New Delhi: Surging Indian car sales in November reinforced signs of recovery in Asia’s third-largest economy, with the sustained strong demand after the peak of the annual festival season catching industry suppliers off guard.
Car sales rose 61% to 133,687 in November from 83,121 a year earlier, with jump helped by an improving economy that has lifted consumer sentiment and the easier availability of loans, Society of Indian Automobile Manufacturers (SIAM) data showed.
Monthly car sales were stronger than in October and September, when sales were boosted by festival demand.
“The demand has picked up in such a short time that the inventory is not there,” Vaishali Jajoo, autos analyst at Angel Broking said.
“There is a shortage of cars at the retail level, the waiting period is longer,” he said, adding expectations of price increases could have contributed to the surge.
After a downturn in 2008, sales have picked up since early this year and annual growth has been in double digits for the past five months. The recovery has now spread to commercial vehicles, seen as a sign of improving business confidence.
Sales have been so strong, buoyed by stimulus measures, that auto part suppliers had been able to meet demand.
“They’ve not been able to keep up pace with the growth in the industry,” Sugato Sen, SIAM’s senior director said. “Many companies have suffered. The down-the-line supply chain has not been able to match the capacity required for growth.”
The head of Ford’s Indian operations, Michael Boneham told Reuters last month the industry got back on track so quickly that “everyone was caught napping”.
The figures came a week after data showed the Indian economy grew an annual 7.9% in the September quarter, its fastest in 18 months and well above expectations.
In April, SIAM had cautiously forecast sales of passenger vehicles -- cars, utility vehicles and multi-purpose vehicles -- to nudge up 3-5% in the year to March 2010, after ending the 2008-09 fiscal year flat at 1.55 million units.
Between April and November, carmakers have sold 1.22 million passenger vehicles, a fifth more than a year ago, and SIAM said it would review its sales targets.

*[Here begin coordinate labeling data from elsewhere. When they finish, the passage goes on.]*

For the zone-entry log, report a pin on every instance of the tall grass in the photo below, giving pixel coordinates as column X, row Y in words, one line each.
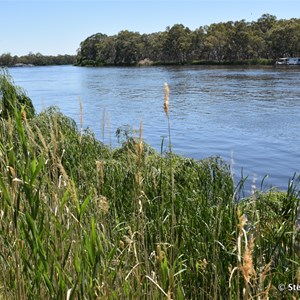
column 80, row 220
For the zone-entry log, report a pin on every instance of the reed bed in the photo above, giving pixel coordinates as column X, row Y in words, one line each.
column 79, row 220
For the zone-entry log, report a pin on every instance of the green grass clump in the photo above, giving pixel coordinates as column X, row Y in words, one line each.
column 79, row 220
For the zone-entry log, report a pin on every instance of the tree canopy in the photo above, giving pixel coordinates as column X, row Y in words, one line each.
column 38, row 59
column 239, row 41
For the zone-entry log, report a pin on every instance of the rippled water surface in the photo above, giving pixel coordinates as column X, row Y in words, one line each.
column 249, row 116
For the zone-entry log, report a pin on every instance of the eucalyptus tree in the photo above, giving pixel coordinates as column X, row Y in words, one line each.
column 178, row 43
column 285, row 38
column 87, row 53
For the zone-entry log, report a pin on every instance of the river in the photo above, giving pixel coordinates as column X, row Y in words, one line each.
column 248, row 116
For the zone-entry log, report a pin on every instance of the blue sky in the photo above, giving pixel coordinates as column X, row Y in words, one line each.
column 57, row 27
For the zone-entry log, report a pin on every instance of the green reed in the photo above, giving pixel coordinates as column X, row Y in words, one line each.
column 80, row 220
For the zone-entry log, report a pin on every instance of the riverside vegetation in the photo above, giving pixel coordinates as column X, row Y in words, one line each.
column 79, row 220
column 233, row 42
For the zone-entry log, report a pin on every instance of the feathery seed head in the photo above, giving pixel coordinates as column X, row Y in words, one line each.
column 166, row 103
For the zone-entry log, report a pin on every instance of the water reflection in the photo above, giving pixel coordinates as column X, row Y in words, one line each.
column 253, row 113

Sales of trucks and buses, a gauge of economic activity, doubled from a year earlier to 40,847 units in November, although monthly sales were below September and October levels.

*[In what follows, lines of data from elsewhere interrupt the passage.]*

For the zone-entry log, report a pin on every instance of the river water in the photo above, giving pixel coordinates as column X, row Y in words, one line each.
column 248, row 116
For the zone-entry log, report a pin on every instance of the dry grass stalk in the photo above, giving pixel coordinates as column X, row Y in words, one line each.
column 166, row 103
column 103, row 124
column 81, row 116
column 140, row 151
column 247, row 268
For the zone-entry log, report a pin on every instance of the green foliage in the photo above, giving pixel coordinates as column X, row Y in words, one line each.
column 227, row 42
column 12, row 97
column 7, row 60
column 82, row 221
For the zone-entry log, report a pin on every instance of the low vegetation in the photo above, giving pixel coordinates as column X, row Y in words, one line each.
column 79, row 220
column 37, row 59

Motorcycle sales an annual rose 42.5% to 614,274.
The signs of strength are in stark contrast to a year earlier, when India was hit harder than expected by the global financial crisis and economic slowdown.
Car sales, a barometer of consumer sentiment in the absence of other indicators, had plunged nearly a fifth in annual terms November 2008, the worst fall in eight years.

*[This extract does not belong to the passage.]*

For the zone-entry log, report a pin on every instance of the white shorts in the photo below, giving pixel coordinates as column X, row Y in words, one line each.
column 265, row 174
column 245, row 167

With demand firmly on the upswing, some carmakers, including the Indian units of Toyota Motor Co and General Motors, are moving to lift prices to counter rising input costs and protect margins.
“This is a time to increase sales rather than consolidate prices,” Sen said. “Things are still not well for the industry as originally anticipated.”
India, along with China, is a shining spot for global automakers, with its strong demand amidst cheerless sales in developed markets like the United States and Europe.
US auto sales have dropped more than 25% through October this year, while those in China during the same period rose an annual 45%.